William John Macleay - Zoological Career

Zoological Career

Macleay lived in Sydney from 1857, the year he was married to Susan Emmeline Deas-Thomson, and was now able to develop his interest in science. He had made a small collection of insects, and in 1861 began to extend it considerably. In April 1862 a meeting was held at his house and it was decided to found a local Entomological Society. Macleay was elected president and held the position for two years. The society lasted 11 years and, not only was Macleay the author of the largest number of papers, he also bore most of the expense. He had succeeded to the Macleay collection on the death of W. S. Macleay in 1865, and in 1874 decided to extend it from an entomological collection into a zoological collection. Also in 1874 the Linnean Society of New South Wales was founded, of which Macleay was elected the first president, and in May 1875, having fitted up the barque Chevert, he sailed for New Guinea, where he obtained what he described as "a vast and valuable collection" of zoological specimens.
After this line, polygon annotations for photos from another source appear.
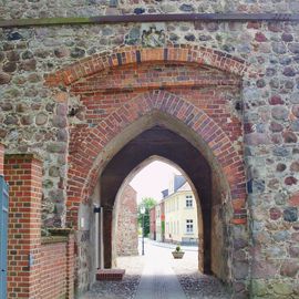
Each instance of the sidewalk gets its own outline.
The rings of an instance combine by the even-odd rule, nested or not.
[[[134,299],[186,299],[172,269],[168,250],[153,246],[155,241],[146,239],[145,244],[146,261]]]

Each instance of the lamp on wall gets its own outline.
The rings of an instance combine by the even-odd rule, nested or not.
[[[141,215],[142,215],[142,255],[144,256],[144,214],[145,214],[145,206],[141,206]]]

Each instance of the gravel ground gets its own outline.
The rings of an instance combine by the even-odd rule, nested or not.
[[[172,267],[188,299],[230,298],[217,278],[197,271],[197,251],[185,251],[183,259],[172,259]]]
[[[96,281],[82,299],[133,299],[140,285],[144,257],[120,257],[117,266],[126,269],[122,281]]]
[[[152,246],[154,246],[153,243],[147,243],[145,252],[148,252]],[[173,249],[161,247],[161,250],[167,251],[166,255],[169,256],[167,262],[171,262],[188,299],[230,298],[218,279],[198,274],[197,251],[186,250],[183,259],[173,259],[171,256]],[[82,299],[133,299],[140,283],[145,259],[146,256],[117,258],[117,268],[126,269],[124,279],[122,281],[97,281]],[[153,262],[156,261],[153,260]]]

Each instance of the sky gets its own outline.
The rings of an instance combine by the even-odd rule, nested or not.
[[[130,183],[137,192],[137,202],[140,203],[143,197],[153,197],[157,202],[162,199],[161,192],[168,188],[173,174],[181,173],[159,161],[154,161],[144,167]]]

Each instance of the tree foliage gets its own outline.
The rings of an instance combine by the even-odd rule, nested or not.
[[[150,234],[150,209],[154,207],[157,204],[157,202],[152,197],[144,197],[142,198],[142,202],[138,204],[138,224],[142,227],[142,214],[141,214],[141,207],[145,207],[145,214],[144,214],[144,236],[147,237]]]

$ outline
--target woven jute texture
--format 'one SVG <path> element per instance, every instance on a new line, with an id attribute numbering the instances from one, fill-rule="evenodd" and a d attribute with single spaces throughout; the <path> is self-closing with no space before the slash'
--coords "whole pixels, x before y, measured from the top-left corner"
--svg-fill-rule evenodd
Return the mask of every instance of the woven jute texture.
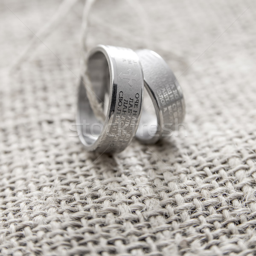
<path id="1" fill-rule="evenodd" d="M 186 103 L 112 156 L 74 131 L 84 1 L 8 71 L 61 3 L 0 2 L 0 255 L 256 255 L 255 1 L 96 1 L 89 47 L 155 51 Z"/>

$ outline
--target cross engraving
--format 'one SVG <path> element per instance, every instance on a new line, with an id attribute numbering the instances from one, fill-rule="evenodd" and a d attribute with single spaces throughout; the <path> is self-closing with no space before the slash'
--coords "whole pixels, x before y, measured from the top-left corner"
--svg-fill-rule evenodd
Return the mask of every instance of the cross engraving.
<path id="1" fill-rule="evenodd" d="M 124 74 L 122 72 L 121 72 L 120 74 L 118 74 L 118 76 L 121 78 L 121 80 L 122 80 L 123 79 L 129 79 L 128 83 L 130 86 L 132 86 L 134 81 L 137 82 L 138 80 L 135 78 L 137 76 L 137 74 L 133 75 L 132 71 L 131 69 L 128 69 L 127 71 L 128 72 L 128 74 Z"/>

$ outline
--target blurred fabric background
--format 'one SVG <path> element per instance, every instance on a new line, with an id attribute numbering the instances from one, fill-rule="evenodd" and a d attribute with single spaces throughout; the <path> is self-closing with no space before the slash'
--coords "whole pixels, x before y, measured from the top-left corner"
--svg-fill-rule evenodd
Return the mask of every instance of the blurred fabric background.
<path id="1" fill-rule="evenodd" d="M 95 1 L 88 48 L 156 51 L 186 105 L 185 131 L 112 157 L 72 131 L 84 3 L 37 39 L 61 1 L 0 3 L 1 255 L 255 255 L 255 2 Z"/>

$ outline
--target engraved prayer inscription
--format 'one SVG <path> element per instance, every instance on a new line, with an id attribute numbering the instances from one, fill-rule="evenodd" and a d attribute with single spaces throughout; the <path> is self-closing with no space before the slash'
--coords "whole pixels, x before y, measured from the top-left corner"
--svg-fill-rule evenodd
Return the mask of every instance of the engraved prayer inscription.
<path id="1" fill-rule="evenodd" d="M 132 136 L 139 114 L 140 96 L 137 93 L 134 97 L 126 98 L 123 91 L 119 92 L 116 114 L 110 135 L 116 145 L 125 145 Z"/>

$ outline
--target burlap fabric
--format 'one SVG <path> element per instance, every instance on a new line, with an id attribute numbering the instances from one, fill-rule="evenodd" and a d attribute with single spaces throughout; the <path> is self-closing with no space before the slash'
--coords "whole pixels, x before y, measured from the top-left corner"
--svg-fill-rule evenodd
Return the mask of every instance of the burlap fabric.
<path id="1" fill-rule="evenodd" d="M 61 2 L 0 3 L 0 255 L 256 255 L 255 2 L 140 2 L 97 1 L 88 45 L 163 56 L 185 129 L 112 157 L 72 131 L 83 3 L 9 78 Z"/>

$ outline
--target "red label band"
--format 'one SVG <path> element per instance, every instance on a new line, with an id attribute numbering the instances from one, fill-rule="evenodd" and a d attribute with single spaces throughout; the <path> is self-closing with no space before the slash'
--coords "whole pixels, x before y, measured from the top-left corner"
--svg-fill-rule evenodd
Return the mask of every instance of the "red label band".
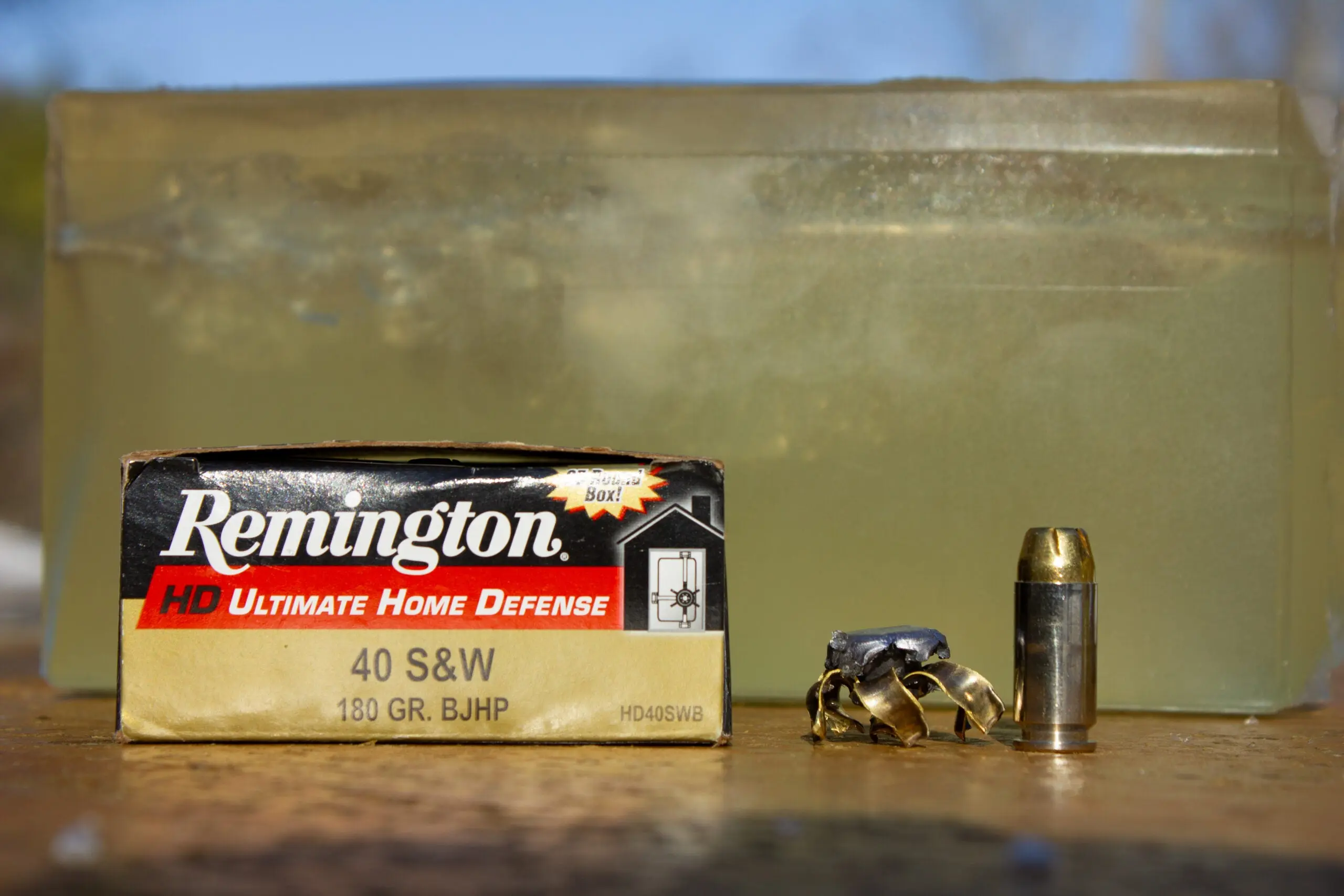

After his return from New Guinea, Macleay fostered the Linnean Society. He presented many books and materials for scientific work to it, however all were destroyed when the Garden Palace was burnt down in September 1882. In spite of this blow the society continued on its way and gradually built up another library. In 1885 Macleay erected a building for the use of the society in Ithaca road, Elizabeth Bay, and endowed it with the sum of £14,000. He had contributed several papers to the Proceedings of the society, and in 1881 his two-volume Descriptive Catalogue of Australian Fishes was published. Three years later a Supplement to this catalogue appeared, and in the same year his Census of Australian Snakes was reprinted from the Proceedings. Macleay had hoped to make a descriptive catalogue of the Dipterous insects of Australia, but his health began to fail and it was not completed.